Weak or No Ties : New Convergencies? The relationship between party in government and unions in Italy and France after 2007
Some scholars have emphasized the diversity of France and Italy within the southern group of countries by underlying the complexity affecting any attempt at classification. Traditional union identities are subject to transformation and each model have been changing in time (Hyman 2013). Important economic, political and institutional changes have occurred in both countries since the late 1970s: deindustrialization, unemployment, outsourcing, privatizations, the rise of capital markets.
This contribution compare the Italian and French unionism by focusing on the role of strategic collective actors in changing industrial relations institutions. It analyses the ongoing transformations by taking into account both the influence of each institutional arrangements and the outcome deriving from the relashionship among collective actors: parties and unions, unions and employers, unions and their members and among different unions.
Modernization of French capitalism implied reframing industrial relations into the categories of market competition. From 1982, a series of legislative measures have been encouraging the decentralization of collective bargaining. This radical break with the former state-managed economy occurred under left-wing governments, leading to the collapse of union membership in the last quarter of the 20th century, from 25 to less than 8%. Collective bargaining coverage in France reach over 90 per cent, but French union density is now the lowest union density among advanced capitalist countries in Western Europe. This lead some scholars to define French unionism as a 'virtual unionism' (Howell,1998; 2009) meaning that the importance of labor unions is not a matter of power, but of influence and that legitimacy of labor unions depends on the state.
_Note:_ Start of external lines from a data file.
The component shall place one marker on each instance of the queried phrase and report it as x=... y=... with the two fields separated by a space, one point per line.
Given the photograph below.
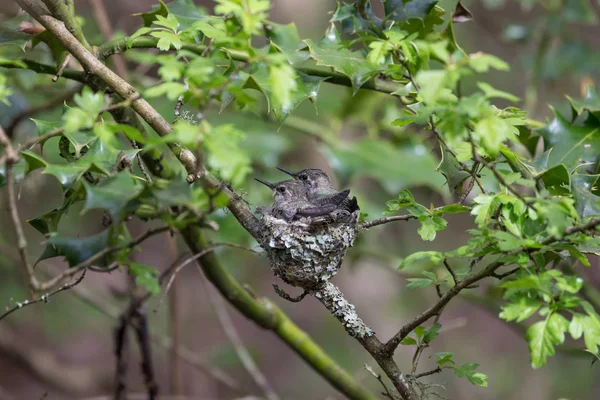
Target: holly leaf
x=331 y=52
x=557 y=180
x=78 y=250
x=520 y=310
x=14 y=38
x=287 y=39
x=591 y=102
x=112 y=194
x=434 y=257
x=145 y=276
x=270 y=85
x=467 y=370
x=450 y=168
x=149 y=17
x=586 y=191
x=570 y=144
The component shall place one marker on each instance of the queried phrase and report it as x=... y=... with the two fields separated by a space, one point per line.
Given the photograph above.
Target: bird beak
x=290 y=173
x=269 y=184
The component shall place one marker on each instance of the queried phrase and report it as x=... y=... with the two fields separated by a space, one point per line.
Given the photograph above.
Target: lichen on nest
x=305 y=253
x=308 y=253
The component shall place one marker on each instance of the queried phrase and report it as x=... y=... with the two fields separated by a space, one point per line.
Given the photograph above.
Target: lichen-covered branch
x=333 y=299
x=268 y=316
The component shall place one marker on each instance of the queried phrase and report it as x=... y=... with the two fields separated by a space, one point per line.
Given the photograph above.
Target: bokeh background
x=64 y=350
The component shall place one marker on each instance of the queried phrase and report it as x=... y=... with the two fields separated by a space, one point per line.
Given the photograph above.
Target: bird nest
x=307 y=253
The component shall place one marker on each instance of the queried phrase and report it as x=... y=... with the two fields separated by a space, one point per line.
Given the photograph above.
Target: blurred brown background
x=65 y=348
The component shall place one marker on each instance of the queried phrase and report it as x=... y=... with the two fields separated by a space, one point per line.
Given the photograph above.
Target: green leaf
x=591 y=102
x=591 y=332
x=287 y=39
x=145 y=276
x=543 y=336
x=576 y=325
x=14 y=38
x=68 y=173
x=112 y=194
x=557 y=180
x=416 y=283
x=520 y=310
x=432 y=332
x=493 y=131
x=166 y=40
x=370 y=157
x=402 y=10
x=172 y=89
x=435 y=257
x=77 y=250
x=305 y=87
x=150 y=17
x=481 y=62
x=467 y=370
x=430 y=225
x=331 y=52
x=444 y=359
x=491 y=92
x=570 y=144
x=452 y=209
x=226 y=157
x=450 y=168
x=170 y=22
x=408 y=341
x=586 y=191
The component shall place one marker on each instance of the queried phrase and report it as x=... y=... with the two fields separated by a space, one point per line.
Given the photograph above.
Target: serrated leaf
x=576 y=325
x=434 y=257
x=331 y=52
x=149 y=17
x=112 y=195
x=418 y=283
x=287 y=39
x=77 y=250
x=520 y=310
x=543 y=336
x=145 y=276
x=450 y=168
x=570 y=144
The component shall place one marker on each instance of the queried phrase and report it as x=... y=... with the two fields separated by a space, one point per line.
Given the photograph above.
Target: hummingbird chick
x=319 y=188
x=291 y=203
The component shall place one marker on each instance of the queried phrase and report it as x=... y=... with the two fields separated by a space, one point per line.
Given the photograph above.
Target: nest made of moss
x=308 y=252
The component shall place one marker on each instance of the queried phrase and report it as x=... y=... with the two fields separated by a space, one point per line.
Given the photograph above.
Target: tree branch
x=232 y=334
x=489 y=270
x=44 y=298
x=118 y=46
x=385 y=220
x=269 y=316
x=99 y=256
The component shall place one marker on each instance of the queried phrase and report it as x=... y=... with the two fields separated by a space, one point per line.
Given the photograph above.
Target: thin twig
x=385 y=220
x=61 y=69
x=99 y=256
x=44 y=298
x=451 y=271
x=187 y=261
x=139 y=321
x=377 y=376
x=433 y=371
x=435 y=310
x=104 y=23
x=121 y=356
x=232 y=334
x=52 y=103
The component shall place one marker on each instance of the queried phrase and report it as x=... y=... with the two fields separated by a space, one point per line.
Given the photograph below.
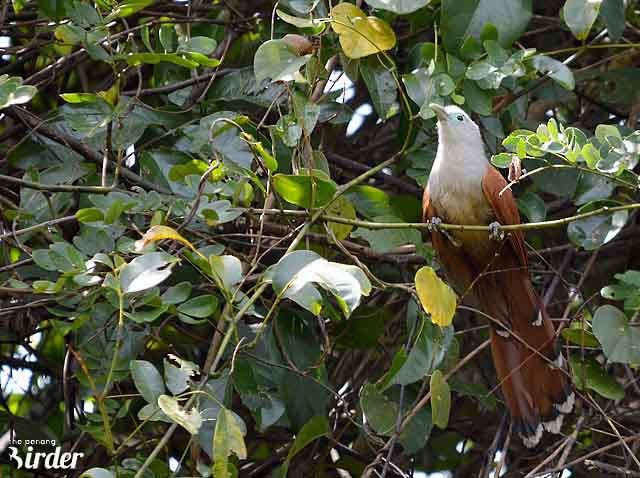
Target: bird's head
x=453 y=122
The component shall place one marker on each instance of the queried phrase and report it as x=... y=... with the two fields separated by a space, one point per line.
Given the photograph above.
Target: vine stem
x=449 y=227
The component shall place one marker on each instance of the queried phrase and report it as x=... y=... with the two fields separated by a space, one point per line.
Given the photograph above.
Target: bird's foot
x=433 y=224
x=495 y=231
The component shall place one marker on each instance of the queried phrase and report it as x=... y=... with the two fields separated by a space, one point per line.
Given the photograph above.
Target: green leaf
x=177 y=293
x=227 y=439
x=591 y=188
x=97 y=473
x=12 y=92
x=382 y=87
x=200 y=307
x=415 y=435
x=427 y=353
x=422 y=90
x=146 y=271
x=90 y=214
x=359 y=34
x=612 y=12
x=294 y=276
x=135 y=59
x=594 y=231
x=228 y=269
x=178 y=378
x=579 y=15
x=590 y=374
x=145 y=315
x=198 y=44
x=501 y=160
x=444 y=84
x=147 y=380
x=190 y=420
x=315 y=428
x=128 y=8
x=401 y=7
x=532 y=206
x=380 y=412
x=440 y=400
x=556 y=70
x=578 y=335
x=606 y=133
x=80 y=97
x=620 y=341
x=461 y=20
x=478 y=99
x=316 y=25
x=591 y=155
x=278 y=61
x=61 y=257
x=302 y=189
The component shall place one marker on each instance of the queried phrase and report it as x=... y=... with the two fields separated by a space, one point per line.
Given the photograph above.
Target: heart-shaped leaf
x=277 y=60
x=359 y=34
x=620 y=341
x=190 y=420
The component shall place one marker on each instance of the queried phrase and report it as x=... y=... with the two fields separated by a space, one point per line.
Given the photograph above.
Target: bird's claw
x=495 y=231
x=433 y=224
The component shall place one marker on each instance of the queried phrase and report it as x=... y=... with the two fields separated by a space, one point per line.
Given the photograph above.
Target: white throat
x=455 y=182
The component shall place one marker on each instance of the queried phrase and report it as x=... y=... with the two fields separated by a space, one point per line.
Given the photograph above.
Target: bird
x=489 y=271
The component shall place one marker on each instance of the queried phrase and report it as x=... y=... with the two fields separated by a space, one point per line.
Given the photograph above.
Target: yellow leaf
x=436 y=297
x=158 y=233
x=360 y=35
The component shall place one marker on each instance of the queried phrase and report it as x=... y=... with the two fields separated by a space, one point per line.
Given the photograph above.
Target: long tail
x=528 y=361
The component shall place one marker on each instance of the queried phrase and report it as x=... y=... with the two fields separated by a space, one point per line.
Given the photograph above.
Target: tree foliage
x=211 y=255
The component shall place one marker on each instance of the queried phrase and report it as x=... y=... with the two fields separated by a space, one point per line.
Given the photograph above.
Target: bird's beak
x=439 y=110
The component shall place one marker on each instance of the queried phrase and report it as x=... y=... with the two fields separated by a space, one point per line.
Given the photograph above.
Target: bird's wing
x=505 y=208
x=459 y=267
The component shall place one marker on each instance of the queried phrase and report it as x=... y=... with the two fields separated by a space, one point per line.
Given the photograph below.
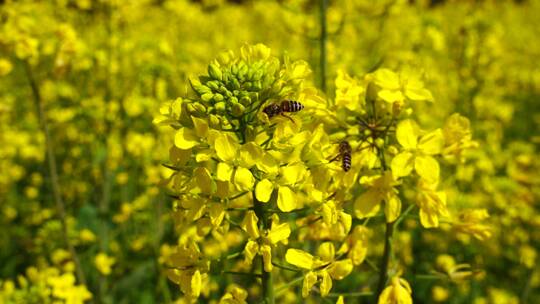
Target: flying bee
x=286 y=106
x=345 y=153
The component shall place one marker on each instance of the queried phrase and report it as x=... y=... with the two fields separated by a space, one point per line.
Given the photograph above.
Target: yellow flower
x=382 y=189
x=87 y=236
x=356 y=245
x=262 y=241
x=455 y=272
x=324 y=267
x=418 y=153
x=234 y=295
x=349 y=92
x=432 y=203
x=397 y=88
x=103 y=263
x=469 y=222
x=5 y=67
x=189 y=269
x=398 y=292
x=457 y=137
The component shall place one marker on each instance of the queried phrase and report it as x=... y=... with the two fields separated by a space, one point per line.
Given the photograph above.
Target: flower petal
x=402 y=164
x=428 y=168
x=185 y=139
x=431 y=143
x=299 y=258
x=263 y=190
x=367 y=204
x=286 y=199
x=407 y=134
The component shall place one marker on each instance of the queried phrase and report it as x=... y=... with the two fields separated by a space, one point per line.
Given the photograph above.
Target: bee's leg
x=334 y=159
x=283 y=114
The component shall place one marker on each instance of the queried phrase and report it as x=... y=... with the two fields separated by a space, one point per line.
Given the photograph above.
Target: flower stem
x=389 y=232
x=267 y=280
x=322 y=43
x=383 y=273
x=53 y=171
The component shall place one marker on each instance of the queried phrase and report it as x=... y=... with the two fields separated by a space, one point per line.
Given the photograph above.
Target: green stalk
x=323 y=4
x=53 y=171
x=389 y=232
x=267 y=280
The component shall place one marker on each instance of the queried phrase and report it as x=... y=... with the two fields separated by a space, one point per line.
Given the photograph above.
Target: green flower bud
x=190 y=107
x=393 y=150
x=234 y=70
x=214 y=121
x=243 y=70
x=201 y=89
x=220 y=107
x=371 y=93
x=351 y=120
x=258 y=74
x=213 y=84
x=214 y=71
x=235 y=84
x=218 y=97
x=207 y=97
x=238 y=109
x=199 y=108
x=338 y=136
x=245 y=100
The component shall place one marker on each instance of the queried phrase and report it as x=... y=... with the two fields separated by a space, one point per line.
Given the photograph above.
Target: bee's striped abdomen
x=346 y=162
x=291 y=106
x=346 y=158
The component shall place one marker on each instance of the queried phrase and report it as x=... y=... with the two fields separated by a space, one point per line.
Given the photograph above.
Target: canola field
x=258 y=151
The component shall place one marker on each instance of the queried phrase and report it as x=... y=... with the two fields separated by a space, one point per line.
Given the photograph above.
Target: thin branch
x=53 y=171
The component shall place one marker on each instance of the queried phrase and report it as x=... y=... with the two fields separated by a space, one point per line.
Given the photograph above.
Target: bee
x=286 y=106
x=345 y=153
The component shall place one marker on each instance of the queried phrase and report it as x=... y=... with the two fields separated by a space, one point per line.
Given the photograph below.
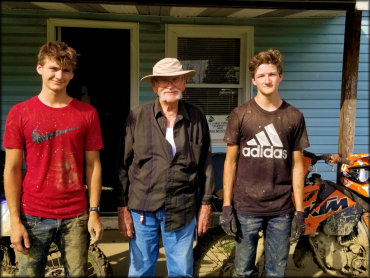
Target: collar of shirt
x=182 y=113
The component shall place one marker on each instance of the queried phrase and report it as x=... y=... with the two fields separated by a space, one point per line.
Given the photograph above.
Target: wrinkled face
x=169 y=89
x=267 y=79
x=54 y=77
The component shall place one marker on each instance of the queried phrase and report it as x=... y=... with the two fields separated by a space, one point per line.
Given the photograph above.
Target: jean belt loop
x=141 y=217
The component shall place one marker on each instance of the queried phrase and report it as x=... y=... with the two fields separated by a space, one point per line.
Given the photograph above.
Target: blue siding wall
x=313 y=50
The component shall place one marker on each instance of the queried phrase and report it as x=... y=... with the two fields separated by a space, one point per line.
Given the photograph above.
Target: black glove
x=228 y=221
x=298 y=226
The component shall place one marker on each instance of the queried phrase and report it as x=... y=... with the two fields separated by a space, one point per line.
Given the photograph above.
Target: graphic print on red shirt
x=54 y=141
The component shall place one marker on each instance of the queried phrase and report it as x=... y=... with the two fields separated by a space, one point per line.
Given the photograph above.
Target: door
x=102 y=78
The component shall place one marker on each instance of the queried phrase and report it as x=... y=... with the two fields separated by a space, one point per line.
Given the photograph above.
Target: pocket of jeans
x=30 y=221
x=82 y=219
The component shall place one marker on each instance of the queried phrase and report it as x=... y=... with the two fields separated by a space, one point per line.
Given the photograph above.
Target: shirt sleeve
x=205 y=173
x=13 y=135
x=232 y=133
x=94 y=139
x=125 y=157
x=300 y=136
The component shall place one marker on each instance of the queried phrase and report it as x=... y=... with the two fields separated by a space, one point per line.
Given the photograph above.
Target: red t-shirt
x=54 y=141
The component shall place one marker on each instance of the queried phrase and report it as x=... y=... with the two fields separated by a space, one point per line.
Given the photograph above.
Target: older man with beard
x=165 y=169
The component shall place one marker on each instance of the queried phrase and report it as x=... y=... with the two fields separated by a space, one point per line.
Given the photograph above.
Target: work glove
x=298 y=226
x=228 y=221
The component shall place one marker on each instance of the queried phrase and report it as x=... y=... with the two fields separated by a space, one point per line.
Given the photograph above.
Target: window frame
x=244 y=33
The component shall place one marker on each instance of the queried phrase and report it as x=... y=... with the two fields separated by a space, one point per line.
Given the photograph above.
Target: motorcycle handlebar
x=337 y=159
x=327 y=158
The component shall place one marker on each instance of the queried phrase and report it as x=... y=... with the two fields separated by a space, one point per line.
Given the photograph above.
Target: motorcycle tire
x=98 y=264
x=214 y=255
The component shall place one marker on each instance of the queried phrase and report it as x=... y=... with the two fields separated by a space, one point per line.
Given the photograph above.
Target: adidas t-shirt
x=54 y=141
x=266 y=141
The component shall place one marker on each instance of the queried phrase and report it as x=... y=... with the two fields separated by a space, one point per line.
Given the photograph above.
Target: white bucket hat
x=168 y=67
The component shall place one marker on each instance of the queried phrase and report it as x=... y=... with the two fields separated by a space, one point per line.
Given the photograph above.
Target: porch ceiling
x=216 y=8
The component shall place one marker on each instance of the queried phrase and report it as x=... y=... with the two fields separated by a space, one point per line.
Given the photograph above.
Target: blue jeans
x=71 y=237
x=144 y=247
x=276 y=230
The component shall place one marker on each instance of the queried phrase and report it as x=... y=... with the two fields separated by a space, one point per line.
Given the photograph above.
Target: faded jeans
x=71 y=237
x=144 y=247
x=276 y=230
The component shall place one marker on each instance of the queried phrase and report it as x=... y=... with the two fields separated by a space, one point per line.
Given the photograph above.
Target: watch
x=97 y=209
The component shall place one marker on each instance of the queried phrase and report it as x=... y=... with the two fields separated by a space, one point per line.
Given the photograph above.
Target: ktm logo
x=268 y=145
x=332 y=204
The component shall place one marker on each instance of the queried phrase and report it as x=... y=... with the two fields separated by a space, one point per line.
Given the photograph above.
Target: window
x=219 y=54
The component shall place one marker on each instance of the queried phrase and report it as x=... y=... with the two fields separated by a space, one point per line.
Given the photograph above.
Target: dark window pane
x=216 y=60
x=213 y=101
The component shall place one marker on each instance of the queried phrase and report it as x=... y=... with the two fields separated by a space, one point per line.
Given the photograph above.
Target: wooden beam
x=351 y=53
x=252 y=4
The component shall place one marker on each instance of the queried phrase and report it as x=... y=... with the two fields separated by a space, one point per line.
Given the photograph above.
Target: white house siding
x=313 y=50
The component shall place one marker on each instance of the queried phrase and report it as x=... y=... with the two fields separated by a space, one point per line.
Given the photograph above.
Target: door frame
x=54 y=30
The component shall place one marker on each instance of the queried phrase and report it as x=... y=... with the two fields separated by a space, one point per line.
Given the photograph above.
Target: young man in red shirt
x=55 y=134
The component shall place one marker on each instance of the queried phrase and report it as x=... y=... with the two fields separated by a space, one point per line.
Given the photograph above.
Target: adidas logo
x=268 y=145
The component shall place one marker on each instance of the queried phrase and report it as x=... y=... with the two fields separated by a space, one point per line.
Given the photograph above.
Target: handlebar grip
x=337 y=159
Unions together with employers play an important role in the administration of the complex institutional apparatus.
In Italy, from the 1980s modernization has tended to be negotiated rather than unilaterally imposed as in France. Unstable governments with little popular legitimacy had to negotiate with unions over significant social and economic policy moves. This strengthened unions' public status, but also made them co-responsible for at times unpopular reforms. Over the same period Italian unions lost employed membership, and main unions faced serious challenges from autonomous rivals.
But Unions are not homogenous actors- nor is the state or parties- and Unionism is permanently mobilized and redefined by various actors and groups (Yon, 2013). Therefore in order to understand how unions still play an important role in joint regulation (Milner and Mathers, 2013), and how unions can be instrumental in both constructing and contesting Neoliberalism, it’s necessary to examine the active role they have played and still play in structuring employment relations at all levels.